Dowell insisted that fundraising was better this year than last, but unlike in previous years she declined to provide any numbers or the reason for the change. In 2004, she said the seminary had raised $17 million compared with $14 million in fiscal year 2001.

Nor would Dowell disclose the size of the operating budget, how much money was in the “rainy day fund,” whether the seminary had ever tapped it before and whether it was different from the reserve fund from which the seminary borrowed millions just a few years ago.

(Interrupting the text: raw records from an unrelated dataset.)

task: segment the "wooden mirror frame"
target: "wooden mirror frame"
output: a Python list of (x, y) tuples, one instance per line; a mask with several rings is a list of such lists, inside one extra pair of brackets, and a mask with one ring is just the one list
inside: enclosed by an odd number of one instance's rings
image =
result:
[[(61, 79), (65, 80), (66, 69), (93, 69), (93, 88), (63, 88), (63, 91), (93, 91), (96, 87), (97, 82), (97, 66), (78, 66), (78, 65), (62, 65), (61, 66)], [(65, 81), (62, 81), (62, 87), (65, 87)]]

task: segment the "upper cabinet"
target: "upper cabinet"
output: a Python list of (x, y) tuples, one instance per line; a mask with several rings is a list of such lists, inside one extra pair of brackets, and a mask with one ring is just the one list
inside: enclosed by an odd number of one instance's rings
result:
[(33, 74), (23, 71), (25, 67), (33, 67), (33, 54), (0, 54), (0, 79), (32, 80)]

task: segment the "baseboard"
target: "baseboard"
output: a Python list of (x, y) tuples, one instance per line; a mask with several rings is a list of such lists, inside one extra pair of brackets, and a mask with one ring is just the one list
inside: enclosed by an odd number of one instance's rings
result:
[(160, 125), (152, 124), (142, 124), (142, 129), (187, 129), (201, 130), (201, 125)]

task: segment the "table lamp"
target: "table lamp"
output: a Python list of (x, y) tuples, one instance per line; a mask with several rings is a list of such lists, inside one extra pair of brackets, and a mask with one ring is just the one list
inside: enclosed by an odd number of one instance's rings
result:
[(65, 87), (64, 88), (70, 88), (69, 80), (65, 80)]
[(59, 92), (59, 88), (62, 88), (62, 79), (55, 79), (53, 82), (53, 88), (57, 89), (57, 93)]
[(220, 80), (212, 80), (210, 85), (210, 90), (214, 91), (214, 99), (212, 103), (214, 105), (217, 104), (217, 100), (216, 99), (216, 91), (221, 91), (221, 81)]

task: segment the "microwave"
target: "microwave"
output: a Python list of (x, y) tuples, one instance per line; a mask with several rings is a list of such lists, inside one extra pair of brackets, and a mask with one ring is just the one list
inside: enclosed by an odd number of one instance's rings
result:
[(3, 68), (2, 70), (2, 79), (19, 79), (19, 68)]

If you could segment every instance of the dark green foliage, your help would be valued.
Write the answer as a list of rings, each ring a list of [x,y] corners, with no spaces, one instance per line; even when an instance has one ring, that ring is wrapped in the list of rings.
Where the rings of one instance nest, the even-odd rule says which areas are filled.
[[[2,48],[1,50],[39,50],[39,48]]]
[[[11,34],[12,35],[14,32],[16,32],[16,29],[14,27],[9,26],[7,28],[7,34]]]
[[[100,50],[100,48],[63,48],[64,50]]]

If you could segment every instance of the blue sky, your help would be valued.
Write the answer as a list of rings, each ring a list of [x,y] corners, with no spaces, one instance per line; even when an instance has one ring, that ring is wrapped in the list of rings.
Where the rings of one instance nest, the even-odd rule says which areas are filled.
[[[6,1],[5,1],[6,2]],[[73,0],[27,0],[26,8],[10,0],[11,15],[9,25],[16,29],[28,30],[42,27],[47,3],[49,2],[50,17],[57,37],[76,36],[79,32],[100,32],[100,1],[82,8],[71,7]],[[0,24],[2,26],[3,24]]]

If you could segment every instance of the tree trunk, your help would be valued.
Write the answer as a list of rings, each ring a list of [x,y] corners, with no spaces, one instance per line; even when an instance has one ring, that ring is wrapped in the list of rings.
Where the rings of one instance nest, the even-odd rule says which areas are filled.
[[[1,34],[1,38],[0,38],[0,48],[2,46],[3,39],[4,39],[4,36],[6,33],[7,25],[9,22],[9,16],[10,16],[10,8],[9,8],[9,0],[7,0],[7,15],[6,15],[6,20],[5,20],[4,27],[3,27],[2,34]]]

In December 2004, The Jewish Week reported that the seminary was facing a debt of about $50 million, had imposed a hiring freeze and had to sell land at Amsterdam Avenue and 100th Street it had bought four years earlier for graduate housing. In addition, it sold two apartment buildings on 122nd Street adjacent to the campus that had been used to house students. Graduate students are now tenants there.

The seminary has been circumspect in its finances and it is not known whether all of the money borrowed from the reserve fund — estimates of the amount taken range from $26 million to $50 million — has been repaid.

Financial troubles for the 122-year-old seminary, the academic and spiritual center of Conservative Judaism worldwide, come at a time when the Conservative movement is losing members to the Reform movement. In 10 years from 1990 to 2000, membership in Conservative synagogues dropped from 915,000 to 660,000.

The troubles at JTS also come as rabbinical seminaries of both the Reform and Orthodox movements are reporting strong financial growth.

A spokeswoman for Yeshiva University, the central institution of Modern Orthodoxy, said it expects to raise $140 million this fiscal year. Aside from a $100 million gift last year from Ronald Stanton — the largest ever for Jewish education — the university raised $59 million last year.

“We have hired 56 full-time faculty for graduate and undergraduate programs this year,” she said. “Since 2003-2004, we have expanded our undergraduate faculty by 30 percent. ... We are having an excellent year — an exceptional year.”

Rabbi David Ellenson, president of Hebrew Union College –Jewish Institute of Religion, said there has been a dramatic turnaround financially since he became president seven years ago.

At that time, the school, the intellectual, academic, spiritual and professional leadership development center of Reform Judaism, had a $4 million deficit and a $32 million budget. It took four years to turn things around through a number of cutbacks and the elimination of redundancies, Rabbi Ellenson said.

Today, he said, the college is operating with a balanced budget of nearly $39 million and its endowment has increased in the last five years almost 1 1/2 times “due to fundraising and prudent investments.”

“We hire part-time faculty where necessary and in a way that is responsible and prudent,” Rabbi Ellenson said. “There is no institution of higher learning that is not challenged by fiscal issues and questions of sustainability. We feel good about the direction in which we have moved and are happy to have a completely balanced operating budget.”